Yes, exactly. It’s quite thick, with probably about 50 or 60 pages, quite a lot. You could open it and say, “There, there it is. There’s the universe. That’s what we want.”

 

Were there visuals you drew from anything other than films?
Yes. My influences [for The Man in the High Castle] were, at the time, from kind of the loneliness of Edward Hopper. He’s one of the great American 20th century painters, but I think he paints a very strange sense of time in his stillness. He paints stillness, doesn’t he? I had used him to envision some of Blade Runner, way back when.

Let’s move back to the story of The Man in the High Castle. How much of a challenge was it to turn that story into a 10-episode series?
Well, there’s a lot. It’s a hell of a book to break down. There are about 19 stories in the first 20 pages. How do you make that work? How do you get it down to the bottom line? But that was the way that Philip [K. Dick] worked. He was a very complex man with a multi-faceted brain that hopped and skipped everywhere. One of the biggest problems I had in trying to adapt Blade Runner down to its fundamentals was to squeeze it into three hours. And now we’re into 10 45-minute or 50-minute episodes, so you have a lot more space, a lot more area to move around in and tell the story. In a funny kind of way, it’s a perfect ideal density for Philip, so it was a much easier adaptation over 10 episodes than it would be for one movie.

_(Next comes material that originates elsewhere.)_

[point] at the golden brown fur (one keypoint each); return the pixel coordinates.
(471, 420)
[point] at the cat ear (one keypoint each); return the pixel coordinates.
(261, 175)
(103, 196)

You first read the novel in the 1980s after directing Blade Runner, but you didn’t get started on making this series until about five years ago. How does this story about an alternate 1962 relate to our world today, if it does at all?
That’s quite a question. I think that today, we’ve got such access to global contact that we never had before. When I was doing Blade Runner, we had to call across the Atlantic on a telephone, there were no cell phones. The way the world works today, we’re in tune with every nation. The Man in the High Castle is only 17 years after the war, and 1962 is the advent, the emergence, the being clear of the wars. We’re staring at success, and looking into the future with a can-do attitude, and we, today, are so far from that point, in a funny kind of way.

In other words, The Man in the High Castle is a twisted reminder of where we were in the ’60s?
Yes, exactly.

What are you most excited for viewers to see or take away from the show?
Everything. I’m a director who thinks everything’s important. It’s the story first, the actors second, the presentation third, but it’s all relative, one should enhance the other. I make films that way, and I want to make sure television goes that way. I think the visual side for this is the huge proscenium that makes the story credible, [that creates] the unease of how quickly the characters gave in and integrated within the Nazi and the Japanese presence.